We are celebrating the release of humble, and the new features it brings to enable hardware acceleration for graphs of nodes.
This is a culmination of a 9 month collaboration with Open Robotics to improve ROS performance on hardware accelerated platforms. Our thanks and appreciation goes to Chris Lalancette, Audrow Nash, Gonzalo de Pedro, and William Woodall for all of their hard and relentless efforts; special thanks to Brian Gerkey for partnering on this work.
As robotics applications embrace AI, CV, and other compute intensive workloads, it has become imperative to enable hardware acceleration in ROS. With hardware acceleration, these applications can perform more functions with higher throughput, and better perf/watt. Realizing these benefits are often specific to the hardware implementation and therefore need to be abstracted from ROS.

(example graph of nodes using hardware acceleration in Foxy (top graph) compared to use of type adaption in Humble (bottom graph).

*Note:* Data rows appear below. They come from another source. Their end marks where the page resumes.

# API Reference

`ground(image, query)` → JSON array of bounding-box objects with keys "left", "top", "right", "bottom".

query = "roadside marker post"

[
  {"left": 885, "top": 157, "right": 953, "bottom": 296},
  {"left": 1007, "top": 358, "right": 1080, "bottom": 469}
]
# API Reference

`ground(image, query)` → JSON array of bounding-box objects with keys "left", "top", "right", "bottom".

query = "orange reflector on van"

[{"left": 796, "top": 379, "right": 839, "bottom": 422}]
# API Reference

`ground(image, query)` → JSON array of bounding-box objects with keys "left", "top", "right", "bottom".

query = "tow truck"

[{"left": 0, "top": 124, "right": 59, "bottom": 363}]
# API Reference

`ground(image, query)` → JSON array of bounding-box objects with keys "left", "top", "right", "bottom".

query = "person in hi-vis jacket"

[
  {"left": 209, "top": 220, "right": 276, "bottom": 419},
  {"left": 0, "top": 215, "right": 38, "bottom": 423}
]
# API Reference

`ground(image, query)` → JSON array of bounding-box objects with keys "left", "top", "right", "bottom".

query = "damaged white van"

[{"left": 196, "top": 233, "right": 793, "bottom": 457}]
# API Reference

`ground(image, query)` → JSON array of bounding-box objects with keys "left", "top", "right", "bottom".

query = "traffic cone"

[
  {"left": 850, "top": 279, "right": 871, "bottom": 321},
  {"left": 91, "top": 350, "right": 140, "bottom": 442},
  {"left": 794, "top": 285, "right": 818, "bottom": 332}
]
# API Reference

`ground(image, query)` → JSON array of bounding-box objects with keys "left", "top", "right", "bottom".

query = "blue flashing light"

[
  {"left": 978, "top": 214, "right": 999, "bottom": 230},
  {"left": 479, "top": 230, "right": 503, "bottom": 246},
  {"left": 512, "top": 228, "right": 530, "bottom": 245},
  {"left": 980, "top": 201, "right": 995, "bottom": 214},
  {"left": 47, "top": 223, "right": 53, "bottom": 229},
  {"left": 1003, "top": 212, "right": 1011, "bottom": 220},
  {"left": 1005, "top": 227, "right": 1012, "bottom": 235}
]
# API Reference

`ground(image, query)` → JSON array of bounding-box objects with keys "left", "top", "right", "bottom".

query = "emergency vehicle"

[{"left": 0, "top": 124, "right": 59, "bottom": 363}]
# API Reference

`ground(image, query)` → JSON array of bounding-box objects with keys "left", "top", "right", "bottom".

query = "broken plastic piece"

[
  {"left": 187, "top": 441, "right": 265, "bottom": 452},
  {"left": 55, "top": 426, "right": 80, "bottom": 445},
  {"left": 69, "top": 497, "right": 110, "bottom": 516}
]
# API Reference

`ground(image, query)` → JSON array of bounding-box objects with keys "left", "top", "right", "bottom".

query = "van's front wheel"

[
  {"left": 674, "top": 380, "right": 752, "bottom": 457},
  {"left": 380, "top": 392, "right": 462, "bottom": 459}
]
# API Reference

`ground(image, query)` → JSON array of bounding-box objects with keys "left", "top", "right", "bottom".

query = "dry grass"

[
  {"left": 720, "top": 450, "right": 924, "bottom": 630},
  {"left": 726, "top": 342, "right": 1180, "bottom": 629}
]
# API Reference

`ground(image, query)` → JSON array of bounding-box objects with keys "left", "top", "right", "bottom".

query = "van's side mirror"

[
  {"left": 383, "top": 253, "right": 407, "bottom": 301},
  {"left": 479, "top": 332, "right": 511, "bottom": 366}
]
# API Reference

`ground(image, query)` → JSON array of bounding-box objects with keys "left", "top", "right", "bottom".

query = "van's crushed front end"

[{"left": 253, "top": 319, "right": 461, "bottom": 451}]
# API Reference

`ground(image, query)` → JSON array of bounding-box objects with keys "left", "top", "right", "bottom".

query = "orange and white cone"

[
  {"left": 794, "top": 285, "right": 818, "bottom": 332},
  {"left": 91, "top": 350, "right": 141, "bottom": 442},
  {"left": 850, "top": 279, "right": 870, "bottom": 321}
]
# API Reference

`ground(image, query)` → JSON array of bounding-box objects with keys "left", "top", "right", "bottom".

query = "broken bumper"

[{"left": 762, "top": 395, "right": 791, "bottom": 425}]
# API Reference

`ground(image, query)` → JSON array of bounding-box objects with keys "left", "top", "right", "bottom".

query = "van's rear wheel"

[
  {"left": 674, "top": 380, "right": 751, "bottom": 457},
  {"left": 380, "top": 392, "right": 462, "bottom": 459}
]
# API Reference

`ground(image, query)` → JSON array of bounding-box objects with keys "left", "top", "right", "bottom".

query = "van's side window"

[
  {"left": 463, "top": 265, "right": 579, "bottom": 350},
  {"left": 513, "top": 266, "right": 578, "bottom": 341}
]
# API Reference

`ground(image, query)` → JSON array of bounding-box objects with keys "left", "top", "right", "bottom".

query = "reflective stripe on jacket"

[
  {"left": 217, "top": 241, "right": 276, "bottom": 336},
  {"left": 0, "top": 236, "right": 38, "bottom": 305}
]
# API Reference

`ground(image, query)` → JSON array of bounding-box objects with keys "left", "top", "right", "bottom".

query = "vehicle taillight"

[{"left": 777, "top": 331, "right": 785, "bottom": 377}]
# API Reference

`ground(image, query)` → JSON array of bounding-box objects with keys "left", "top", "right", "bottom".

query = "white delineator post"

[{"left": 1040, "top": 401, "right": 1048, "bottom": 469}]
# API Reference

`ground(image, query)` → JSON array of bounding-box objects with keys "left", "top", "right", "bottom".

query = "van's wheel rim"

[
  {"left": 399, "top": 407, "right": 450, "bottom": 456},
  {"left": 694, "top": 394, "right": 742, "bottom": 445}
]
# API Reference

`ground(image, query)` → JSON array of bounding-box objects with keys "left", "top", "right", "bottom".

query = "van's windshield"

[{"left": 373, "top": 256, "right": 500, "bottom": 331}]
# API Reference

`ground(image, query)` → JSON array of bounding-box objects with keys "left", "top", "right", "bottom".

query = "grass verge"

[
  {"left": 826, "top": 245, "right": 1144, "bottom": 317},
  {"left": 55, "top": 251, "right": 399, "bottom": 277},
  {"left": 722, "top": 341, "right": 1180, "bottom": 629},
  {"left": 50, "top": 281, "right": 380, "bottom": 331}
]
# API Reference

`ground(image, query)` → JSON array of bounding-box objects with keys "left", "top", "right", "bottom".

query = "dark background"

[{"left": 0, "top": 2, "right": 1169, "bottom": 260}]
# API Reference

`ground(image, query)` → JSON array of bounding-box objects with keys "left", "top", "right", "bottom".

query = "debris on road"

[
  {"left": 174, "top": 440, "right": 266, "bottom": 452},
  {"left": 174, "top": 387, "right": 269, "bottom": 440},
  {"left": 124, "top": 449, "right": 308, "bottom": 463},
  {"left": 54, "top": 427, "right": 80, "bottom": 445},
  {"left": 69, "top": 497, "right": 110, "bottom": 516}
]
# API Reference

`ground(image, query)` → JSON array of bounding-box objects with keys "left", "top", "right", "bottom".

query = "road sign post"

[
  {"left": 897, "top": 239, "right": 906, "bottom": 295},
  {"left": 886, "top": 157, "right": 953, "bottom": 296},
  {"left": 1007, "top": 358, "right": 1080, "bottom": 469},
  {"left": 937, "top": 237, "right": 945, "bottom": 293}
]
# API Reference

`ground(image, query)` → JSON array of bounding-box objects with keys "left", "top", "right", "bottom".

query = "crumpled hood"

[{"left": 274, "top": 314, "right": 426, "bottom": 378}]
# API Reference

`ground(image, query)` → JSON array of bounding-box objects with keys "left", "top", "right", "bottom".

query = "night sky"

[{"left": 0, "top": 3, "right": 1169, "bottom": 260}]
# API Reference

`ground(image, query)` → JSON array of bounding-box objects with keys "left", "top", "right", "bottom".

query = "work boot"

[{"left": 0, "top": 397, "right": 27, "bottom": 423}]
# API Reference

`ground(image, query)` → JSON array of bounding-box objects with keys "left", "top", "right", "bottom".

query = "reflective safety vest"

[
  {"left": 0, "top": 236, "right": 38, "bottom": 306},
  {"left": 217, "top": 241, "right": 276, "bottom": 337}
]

Type adaptation reduces copies from CPU to GPU in a pipeline of nodes, while increasing concurrency between the CPU and GPU)
TYPE ADAPTATION
ROS topics can be adapted to a format better suited for acceleration in hardware using type adaptation (REP-2007). A node using an adapted type, can publish, and/or receive the adapted type. Nodes using an adapted type, need to provide functions to convert from the standard type, to the adapted type, and visa-versa. This enables a graph of nodes to use an adapted type which can improve CPU and hardware acceleration concurrency, offload the CPU from compute tasks, and eliminate memory copies between the CPU and hardware accelerator.
TYPE NEGOTIATION
With a graph of ROS nodes using an adapted type, we can further benefit from optimizing the type used between nodes in the graph. Nodes supporting type negotiation (REP-2009) can share a list of types they support as a publisher, and as a subscriber with a weight indicating their preferences. ROS will review the publishers and subscribers participating in type negotiation, and optimize for preferences while maintaining compatibility with nodes that do not support type negotiation. Preferences are a way to reflect performance, or cost of the type, and should be tuned by the developer of the node, but can be overridden by the application developer.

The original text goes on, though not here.